Nous avons les libelles théologiques depuis environ seize cents ans : c’est bien pis ; ce sont des injures sacrées des halles. Voyez seulement comment saint Jérôme traite Rufin et Vigilantius. Mais, depuis lui, les disputeurs ont bien enchéri. Les derniers libelles ont été ceux des molinistes contre les jansénistes ; on les compte par milliers. De tous ces fatras, il ne reste aujourd’hui que les seules Lettres provinciales.

Les gens de lettres pourraient le disputer aux théologiens. Boileau et Fontenelle, qui s’attaquèrent à coups d’épigrammes, disaient tous deux que les libelles dont ils avaient été gourmés n’auraient pas tenu dans leurs chambres. Tout cela tombe comme les feuilles en automne. Il y a eu des gens qui ont traité de libelles toutes les injures qu’on dit par écrit à son prochain.
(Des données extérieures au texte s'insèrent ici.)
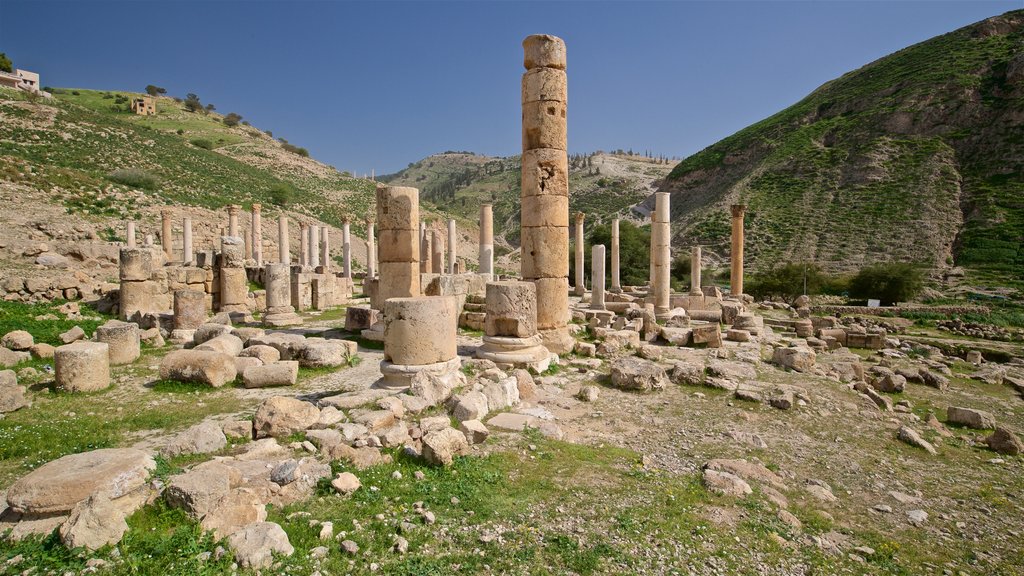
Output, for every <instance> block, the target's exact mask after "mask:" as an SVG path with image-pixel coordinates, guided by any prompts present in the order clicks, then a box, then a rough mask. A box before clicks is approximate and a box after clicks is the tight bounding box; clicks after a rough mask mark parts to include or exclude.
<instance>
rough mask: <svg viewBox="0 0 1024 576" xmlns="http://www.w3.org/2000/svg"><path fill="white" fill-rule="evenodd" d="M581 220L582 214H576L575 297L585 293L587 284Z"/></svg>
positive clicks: (575, 249)
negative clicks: (584, 265)
mask: <svg viewBox="0 0 1024 576" xmlns="http://www.w3.org/2000/svg"><path fill="white" fill-rule="evenodd" d="M583 220H584V213H583V212H577V227H575V264H577V265H575V269H577V271H575V290H574V292H575V295H577V296H583V295H584V294H585V293H586V292H587V284H586V282H585V281H584V270H583V266H584V254H583V248H584V240H583Z"/></svg>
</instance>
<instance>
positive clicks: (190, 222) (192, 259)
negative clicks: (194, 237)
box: [181, 216, 196, 265]
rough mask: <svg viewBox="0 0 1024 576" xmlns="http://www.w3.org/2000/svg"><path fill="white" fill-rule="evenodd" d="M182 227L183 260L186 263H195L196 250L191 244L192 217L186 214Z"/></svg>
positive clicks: (181, 242) (183, 220)
mask: <svg viewBox="0 0 1024 576" xmlns="http://www.w3.org/2000/svg"><path fill="white" fill-rule="evenodd" d="M181 228H182V231H181V262H182V263H184V264H185V265H193V263H195V262H196V252H195V251H194V250H193V245H191V218H189V217H188V216H185V218H184V220H182V222H181Z"/></svg>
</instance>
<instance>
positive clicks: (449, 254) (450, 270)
mask: <svg viewBox="0 0 1024 576" xmlns="http://www.w3.org/2000/svg"><path fill="white" fill-rule="evenodd" d="M455 243H456V237H455V218H451V219H449V274H455V260H456V251H457V250H456V246H455Z"/></svg>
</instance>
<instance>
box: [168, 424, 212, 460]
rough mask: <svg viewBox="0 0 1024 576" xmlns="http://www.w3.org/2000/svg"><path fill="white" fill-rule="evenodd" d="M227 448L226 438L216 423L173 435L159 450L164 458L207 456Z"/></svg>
mask: <svg viewBox="0 0 1024 576" xmlns="http://www.w3.org/2000/svg"><path fill="white" fill-rule="evenodd" d="M225 446H227V438H226V437H225V436H224V431H223V430H222V429H221V427H220V425H219V424H217V423H216V422H202V423H199V424H196V425H195V426H191V427H190V428H188V429H186V430H184V431H181V433H178V434H177V435H175V436H174V437H173V438H172V439H171V440H170V441H169V442H168V443H167V445H165V446H164V447H163V448H162V449H161V450H160V453H161V454H163V455H164V456H179V455H181V454H209V453H211V452H216V451H218V450H220V449H222V448H224V447H225Z"/></svg>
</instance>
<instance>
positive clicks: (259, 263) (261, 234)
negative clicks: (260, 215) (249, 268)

Selon eux, les pouilles que les prophètes chantèrent quelquefois aux rois d’Israël étaient des libelles diffamatoires pour faire soulever les peuples contre eux. Mais comme la populace n’a jamais lu dans aucun pays du monde, il est à croire que ces satires, qu’on débitait sous le manteau, ne faisaient pas grand mal. C’est en parlant au peuple assemblé qu’on excite des séditions bien plutôt qu’en écrivant. C’est pourquoi la première chose que fit, à son avénement, la reine d’Angleterre Élisabeth, chef de l’Église anglicane et défenseur de la foi, ce fut d’ordonner qu’on ne prêchât de six mois sans sa permission expresse.

L’Anti-Caton de César était un libelle ; mais César fit plus de mal à Caton par la bataille de Pharsale et par celle de Tapsa que par ses diatribes.

Les Philippiques de Cicéron sont des libelles ; mais les proscriptions des triumvirs furent des libelles plus terribles.

Saint Cyrille, saint Grégoire de Nazianze, firent des libelles contre le grand empereur Julien ; mais ils eurent la générosité de ne les publier qu’après sa mort.

Rien ne ressemble plus à des libelles que certains manifestes de souverains. Les secrétaires du cabinet de Moustapha, empereur des Osmanlis, ont fait un libelle de leur déclaration de guerre[2].

Dieu les en a punis, eux et leur commettant. Le même esprit qui anima César, Cicéron, et les secrétaires de Moustapha, domine dans tous les polissons qui font des libelles dans leurs greniers. Natura est semper sibi consona[3]. Qui croirait que les âmes de Garasse, du cocher de Vertamon, de Nonotte, de Paulian, de Fréron, de Langleviel dit La Beaumelle, fussent, à cet égard, de la même trempe que les âmes de César, de Cicéron, de saint Cyrille, et du secrétaire de l’empereur des Osmanlis ? Rien n’est pourtant plus vrai.


  1. Questions sur l’Encyclopédie, neuvième partie, 1772. (B.)
  2. Contre la Russie.
  3. Ces paroles sont de Newton ; voyez, le chapitre ii des Oreilles du comte de Chesterfleld.